ALARM! :: I should have told you that movies in the afternoon are my weakness.

"Nobody should be a mystery intentionally. Unintentionally is mysterious enough."

Wednesday, January 18, 2006

A Critical Coming Out Party for Alarm’s Favorite Film-Reviewing Debutante

After a brief appearance over at his buddy Tony’s regular haunt, David Edelstein settles down in his glossy new digs and instantly makes the place recognizably his own. After nine plus years as the internet film world’s most consistently amusing and insightful jabberjaw at Slate, he’s back to ink and dead trees in the luscious New York Magazine.

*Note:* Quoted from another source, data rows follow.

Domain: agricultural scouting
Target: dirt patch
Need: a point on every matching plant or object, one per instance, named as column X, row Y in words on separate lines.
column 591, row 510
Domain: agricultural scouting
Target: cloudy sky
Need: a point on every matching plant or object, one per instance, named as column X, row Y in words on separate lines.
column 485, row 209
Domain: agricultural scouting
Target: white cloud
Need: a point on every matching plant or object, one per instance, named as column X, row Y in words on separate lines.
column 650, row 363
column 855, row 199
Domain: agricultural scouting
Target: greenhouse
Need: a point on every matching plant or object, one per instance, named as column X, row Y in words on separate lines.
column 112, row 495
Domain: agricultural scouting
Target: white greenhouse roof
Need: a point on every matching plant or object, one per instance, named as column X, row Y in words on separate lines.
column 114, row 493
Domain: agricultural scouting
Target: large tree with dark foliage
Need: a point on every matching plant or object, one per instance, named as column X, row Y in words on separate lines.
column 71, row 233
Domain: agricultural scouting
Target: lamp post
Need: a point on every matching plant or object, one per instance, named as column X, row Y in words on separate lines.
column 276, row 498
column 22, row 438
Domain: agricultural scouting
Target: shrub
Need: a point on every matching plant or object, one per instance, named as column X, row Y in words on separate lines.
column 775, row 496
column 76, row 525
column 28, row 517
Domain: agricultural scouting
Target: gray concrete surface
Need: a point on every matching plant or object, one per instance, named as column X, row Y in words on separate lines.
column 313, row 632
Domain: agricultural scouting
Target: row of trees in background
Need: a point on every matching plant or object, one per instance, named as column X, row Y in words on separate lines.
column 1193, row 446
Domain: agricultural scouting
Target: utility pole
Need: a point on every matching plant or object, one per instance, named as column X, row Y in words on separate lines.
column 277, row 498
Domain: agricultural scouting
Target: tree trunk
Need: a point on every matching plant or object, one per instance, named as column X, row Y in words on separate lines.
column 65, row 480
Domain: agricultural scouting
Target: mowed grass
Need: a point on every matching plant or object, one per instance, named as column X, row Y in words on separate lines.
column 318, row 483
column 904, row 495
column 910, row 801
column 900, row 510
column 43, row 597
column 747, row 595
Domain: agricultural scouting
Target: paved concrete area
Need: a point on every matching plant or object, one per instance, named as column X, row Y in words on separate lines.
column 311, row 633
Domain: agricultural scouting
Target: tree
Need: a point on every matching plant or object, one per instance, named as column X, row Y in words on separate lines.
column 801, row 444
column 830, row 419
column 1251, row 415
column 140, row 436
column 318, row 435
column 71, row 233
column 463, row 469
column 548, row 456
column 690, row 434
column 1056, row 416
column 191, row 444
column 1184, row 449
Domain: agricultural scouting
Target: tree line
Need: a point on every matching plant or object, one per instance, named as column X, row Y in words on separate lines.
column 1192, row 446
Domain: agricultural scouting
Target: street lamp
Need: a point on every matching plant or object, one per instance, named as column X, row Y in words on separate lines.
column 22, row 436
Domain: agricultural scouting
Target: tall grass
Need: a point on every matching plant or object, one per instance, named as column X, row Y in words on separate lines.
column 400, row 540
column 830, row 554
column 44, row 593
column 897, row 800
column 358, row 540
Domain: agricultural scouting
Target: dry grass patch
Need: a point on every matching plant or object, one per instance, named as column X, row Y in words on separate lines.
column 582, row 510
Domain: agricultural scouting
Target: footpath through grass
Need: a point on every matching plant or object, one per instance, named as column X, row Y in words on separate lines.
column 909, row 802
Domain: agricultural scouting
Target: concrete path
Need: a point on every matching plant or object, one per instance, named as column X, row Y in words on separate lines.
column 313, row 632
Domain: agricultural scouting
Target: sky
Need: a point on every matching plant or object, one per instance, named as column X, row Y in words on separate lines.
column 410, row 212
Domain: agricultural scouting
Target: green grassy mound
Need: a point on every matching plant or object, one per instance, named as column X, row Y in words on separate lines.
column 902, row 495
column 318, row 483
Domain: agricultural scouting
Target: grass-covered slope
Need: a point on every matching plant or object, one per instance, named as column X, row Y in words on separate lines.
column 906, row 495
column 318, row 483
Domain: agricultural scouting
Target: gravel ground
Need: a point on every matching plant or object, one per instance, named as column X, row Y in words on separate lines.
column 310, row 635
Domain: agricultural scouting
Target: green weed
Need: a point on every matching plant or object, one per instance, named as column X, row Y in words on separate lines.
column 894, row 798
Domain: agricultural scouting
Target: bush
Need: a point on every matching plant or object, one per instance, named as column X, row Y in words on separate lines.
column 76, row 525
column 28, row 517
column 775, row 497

His first review, which scours the muddled mediocrity of Albert Brooks’ new film Looking for Comedy in the Muslim World, is characteristically trim, witty and thoughtful. I haven’t seen the film (and it looks too only be playing out in hill country, er, Maryland, and, as a proud resident of the Commonwealth, there’s little chance of me hauling off to anti-Wal-Mart land for this film), but that hardly matters: Edelstein isn’t just a remarkably solid arbiter of the good, bad, and awesomely bad in Hollywood, he’s also a breezily brilliant wordsmith. A few scrumptious tidbits from his sparkling, glamorous New York debut:

Brooks is a pioneer in the cinema du squirm, an artist who tracks his romantic illusions—and neurotic delusions—so obsessively that he becomes his own White Whale.

These days, Brooks wants to humiliate himself before anyone else can, and he’s making a fetish of it, devoting so much energy to demonstrating what a loser and a fool he is that he sucks up all the oxygen onscreen.

The character of “Brooks” is clearly meant to represent the solipsistic Ugly American, but the way the writer-director handles the Indians (and a few Pakistanis, in the course of a furtive border crossing) gives no indication that he explored the culture himself.